An effect of such a move could mean such investors pulling out of Indian markets as a reduction in weightage of India on its indices.
“The next time when MSCI tries to rejig its index, India’s weightage could see a reduction. As a result, several foreign funds and ETFs (exchange traded funds), among others, have their exposure based on this index. So, that could go down, which would mean reduced FII flows to India,” AK Prabhakar, Head of Research at IDBI Capital told Moneycontrol. If the weight reduction does come through, then it will be negative for the Indian market, but from a six-month perspective, he added.
For the uninitiated, MSCI on Wednesday put India and Brazil on notice. Along with it, Turkey and South Korea have also been put on this list. The index provider also said that three nations are “potential future examples” of markets whose weights could be capped on MSCI indexes.
“In such a case, you are pushing investors’ hand to go for selling. If the weightage does down, one is forced to wind down positions as well and any additional flows to India will also see a cut,” Ajay Bodke, CEO and Chief Portfolio Manager (PMS) at Prabhudas Lilladher, a Mumbai-based financial services firm told Moneycontrol.
What exactly does this mean?
It has to be understood with the kind of investments that FIIs make. One, there are some who actively manage portfolios and don’t benchmark their allocations to indices like MSCI, explains Bodke of Prabhudas Lilladher. Meanwhile, there are passive investors as well.
For instance, they could have funds, which invest in various geographies and in different countries. It could be the case that they may not have the basic research for markets like India and that is when entities such as MSCI come into picture.
“What MSCI decides on their index, will be mirrored in their investments and benchmarked with MSCI. If India’s weightage is reduced in the MSCI, then such investors would also reduce their exposure,” Bodke, CEO and Chief Portfolio Manager (PMS) at Prabhudas Lilladher said.
Meanwhile, market voices such as that of Nilesh Shah at Kotak Mutual Fund thinks that SEBI and exchanges should reach out to the MSCI to avert this situation. In an interview to CNBC-TV18, he said that there was no fundamental reason for MSCI to reduce weightage on India. With such developments, we need protection against MSCI capping the weightage.
Shah too was of the opinion that the market was at the risk of losing ETF flows if MSCI reduces or limits the weightage.

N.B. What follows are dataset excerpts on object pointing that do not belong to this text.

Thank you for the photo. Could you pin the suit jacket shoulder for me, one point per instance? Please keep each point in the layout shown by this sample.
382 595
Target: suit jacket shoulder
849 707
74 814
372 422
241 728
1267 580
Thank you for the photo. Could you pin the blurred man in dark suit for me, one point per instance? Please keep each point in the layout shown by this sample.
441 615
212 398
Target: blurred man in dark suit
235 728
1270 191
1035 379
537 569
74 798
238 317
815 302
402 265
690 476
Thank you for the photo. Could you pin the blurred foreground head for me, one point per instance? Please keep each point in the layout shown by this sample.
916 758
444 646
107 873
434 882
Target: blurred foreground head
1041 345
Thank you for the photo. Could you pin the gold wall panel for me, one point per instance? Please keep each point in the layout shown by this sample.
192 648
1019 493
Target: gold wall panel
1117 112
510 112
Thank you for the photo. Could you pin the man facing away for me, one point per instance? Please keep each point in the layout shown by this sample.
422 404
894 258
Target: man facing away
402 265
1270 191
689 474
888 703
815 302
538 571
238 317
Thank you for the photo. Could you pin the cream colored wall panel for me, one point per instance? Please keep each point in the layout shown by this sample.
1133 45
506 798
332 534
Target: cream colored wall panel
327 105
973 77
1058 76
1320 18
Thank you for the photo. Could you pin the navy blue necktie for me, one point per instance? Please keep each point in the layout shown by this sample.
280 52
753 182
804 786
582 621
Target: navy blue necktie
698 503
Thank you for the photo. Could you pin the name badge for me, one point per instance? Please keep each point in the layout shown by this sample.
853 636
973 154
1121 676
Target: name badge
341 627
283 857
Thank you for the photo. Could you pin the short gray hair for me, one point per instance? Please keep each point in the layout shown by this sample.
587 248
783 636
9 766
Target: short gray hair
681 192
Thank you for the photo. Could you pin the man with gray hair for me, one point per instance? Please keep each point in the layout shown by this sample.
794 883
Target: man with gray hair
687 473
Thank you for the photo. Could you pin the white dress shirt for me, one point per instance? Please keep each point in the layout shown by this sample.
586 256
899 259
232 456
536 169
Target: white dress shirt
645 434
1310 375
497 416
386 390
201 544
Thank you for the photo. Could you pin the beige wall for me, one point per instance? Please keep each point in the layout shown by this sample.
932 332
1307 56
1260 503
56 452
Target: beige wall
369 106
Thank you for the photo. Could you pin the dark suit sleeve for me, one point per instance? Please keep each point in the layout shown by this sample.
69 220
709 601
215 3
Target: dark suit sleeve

The announcement by MSCI comes in the backdrop of a controversy surrounding SGX and NSE, wherein the latter barred the Singaporean exchange from launching India derivative contracts.
Earlier on May 29, the Singapore Exchange said it will reschedule the launch of new India derivatives products pending the outcome of the arbitration.
NSE’s index company IISL on May 21 had filed a petition before the Bombay High Court against the SGX under the Arbitration Act seeking urgent interim reliefs against the marketing, promotion and launch of three new contracts called SGX India Futures, SGX Options on SGX India Futures and SGX India Bank Futures, in terms of its circular issued on April 11, 2018.
Pursuant to that, the court had granted an injunction against the launch of the new derivative contracts by SGX.